I discovered linguistics as an undergraduate. I was a math major, but I took a developmental psychology class and was particularly interested in the section on language development. After that I sought out more linguistics and cognitive science courses and research opportunities. Given my background in math and computer science, it was a natural fit to approach linguistics from a computational perspective. I did my PhD in Linguistics and Cognitive Science at UC San Diego. My research combines experimental psycholinguistic methods with computational modeling as a way to formalize and test theories of language processing.

When did you first join the LSA?

I first joined in 2014 when I attended the LSA Annual Meeting as a graduate student.

Can you tell us about the course you are teaching at the Institute?

My Computational Psycholinguistics course will focus on how computational models can help us unify and make sense of theories of language processing. We’ll address psycholinguistic phenomena at a variety of levels, from phonemes to sentences and discourses, where computational models have given us new insights into how the language processing system operates and why. It won’t require a lot of programming; rather than focusing on how to implement the models, we’ll focus on the statistical principles underlying them, and how those translate back into theories of human language processing.

What research are you currently working on?

My research asks how speakers store their previous language experience, and how they use those stored representations to form expectations about future experience. For example, when a speaker encounters a highly frequent phrase such as “bread and butter”, is this phrase represented and processed holistically as a single unit, or compositionally as a conjunction of nouns? Is the form of this representation influenced by the frequency of the expression (compared to a less frequent expression like “facts and techniques”) or its frozenness in a given order (compared to a more flexible expression like “boys and girls”/”girls and boys”)?

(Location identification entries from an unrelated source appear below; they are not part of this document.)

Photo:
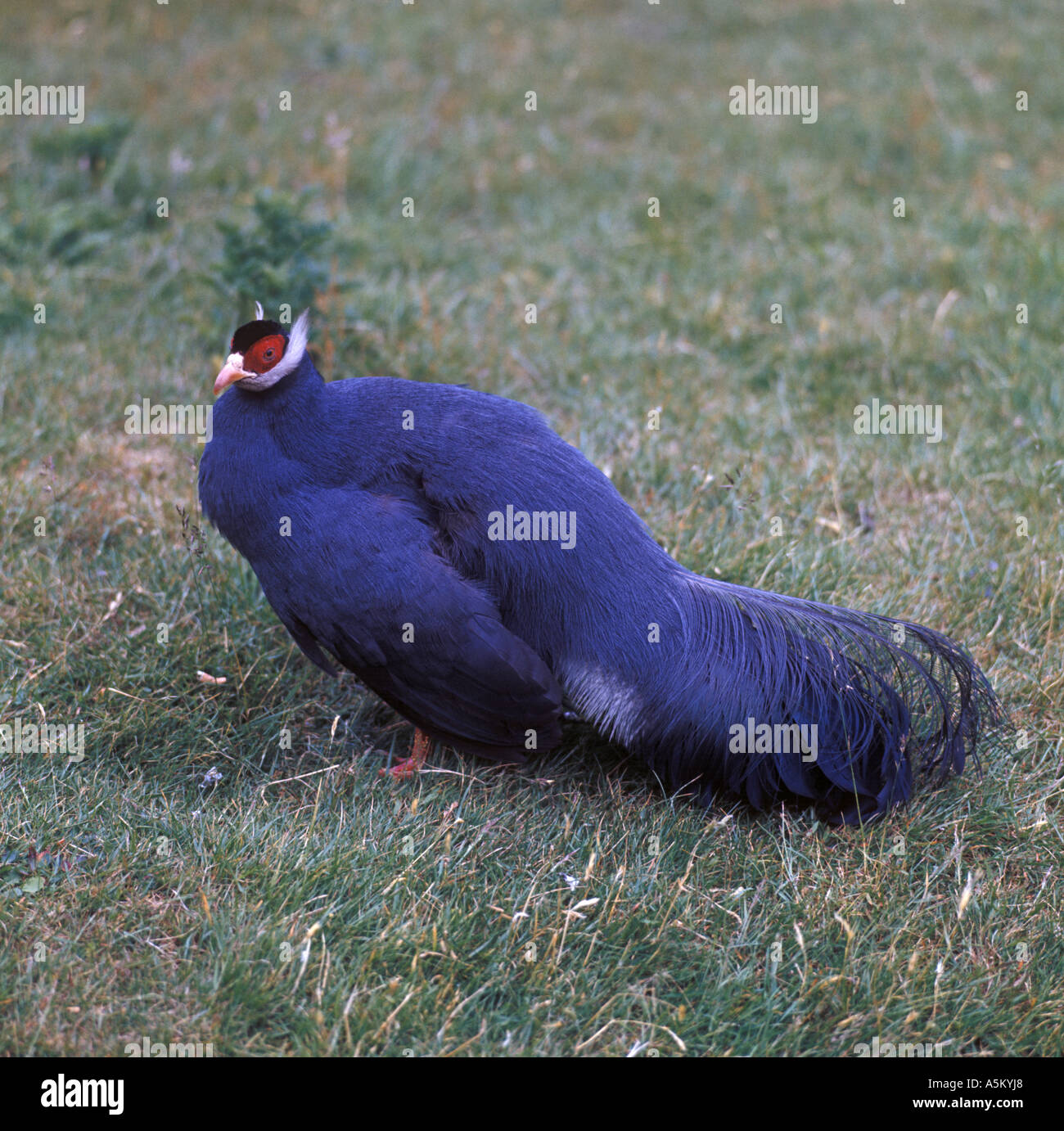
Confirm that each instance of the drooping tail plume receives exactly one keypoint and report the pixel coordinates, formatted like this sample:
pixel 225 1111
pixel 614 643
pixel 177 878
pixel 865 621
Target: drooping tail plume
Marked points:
pixel 785 698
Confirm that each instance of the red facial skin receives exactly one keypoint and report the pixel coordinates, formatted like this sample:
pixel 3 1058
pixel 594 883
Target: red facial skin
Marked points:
pixel 264 354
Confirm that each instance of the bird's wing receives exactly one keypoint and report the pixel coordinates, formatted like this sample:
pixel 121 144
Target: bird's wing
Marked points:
pixel 427 640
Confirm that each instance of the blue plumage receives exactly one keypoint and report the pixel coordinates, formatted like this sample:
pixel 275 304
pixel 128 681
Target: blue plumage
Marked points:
pixel 384 520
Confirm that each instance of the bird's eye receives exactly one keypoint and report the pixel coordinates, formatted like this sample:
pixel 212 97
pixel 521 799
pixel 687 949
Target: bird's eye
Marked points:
pixel 264 354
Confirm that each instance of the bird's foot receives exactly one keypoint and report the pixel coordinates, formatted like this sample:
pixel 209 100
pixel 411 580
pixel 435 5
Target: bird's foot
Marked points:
pixel 411 767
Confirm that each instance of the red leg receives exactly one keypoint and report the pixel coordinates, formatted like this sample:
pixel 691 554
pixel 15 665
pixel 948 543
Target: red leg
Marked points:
pixel 412 766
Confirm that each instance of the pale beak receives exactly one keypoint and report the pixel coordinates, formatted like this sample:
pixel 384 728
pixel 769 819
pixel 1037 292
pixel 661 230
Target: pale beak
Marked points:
pixel 233 370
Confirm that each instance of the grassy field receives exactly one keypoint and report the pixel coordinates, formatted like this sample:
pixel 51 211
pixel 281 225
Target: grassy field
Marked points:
pixel 302 905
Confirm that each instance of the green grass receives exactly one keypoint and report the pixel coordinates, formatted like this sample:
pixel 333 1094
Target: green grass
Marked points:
pixel 302 905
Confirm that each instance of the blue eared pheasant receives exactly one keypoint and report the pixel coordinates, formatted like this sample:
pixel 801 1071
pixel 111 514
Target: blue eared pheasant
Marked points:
pixel 480 574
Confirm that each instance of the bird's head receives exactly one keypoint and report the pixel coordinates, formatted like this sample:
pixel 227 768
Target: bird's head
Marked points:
pixel 261 352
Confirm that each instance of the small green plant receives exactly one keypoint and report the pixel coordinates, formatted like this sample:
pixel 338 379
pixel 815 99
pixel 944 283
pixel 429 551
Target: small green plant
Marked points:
pixel 275 259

What is unique about Davis?/What do you like about Davis?

One of the great things about Davis is the diversity of approaches that people are pursuing in the study of language. In addition to the traditional study of linguistic structure, researchers are studying language through behavioral experiments and neuroscience, through computational approaches, through the lens of multilingualism, etc.

What advice would you give to graduate students interested in pursuing a career in linguistics?

I recommend all graduate students in linguistics pick up some basic programming and statistics skills. The field is increasingly interested in empirical research, and even students whose primary areas of study are theoretical will find these quantitative skills helpful, whether organizing and searching a corpus of field notes, running statistics on an acceptability judgment experiment, or just being an informed consumer of the current literature in the field.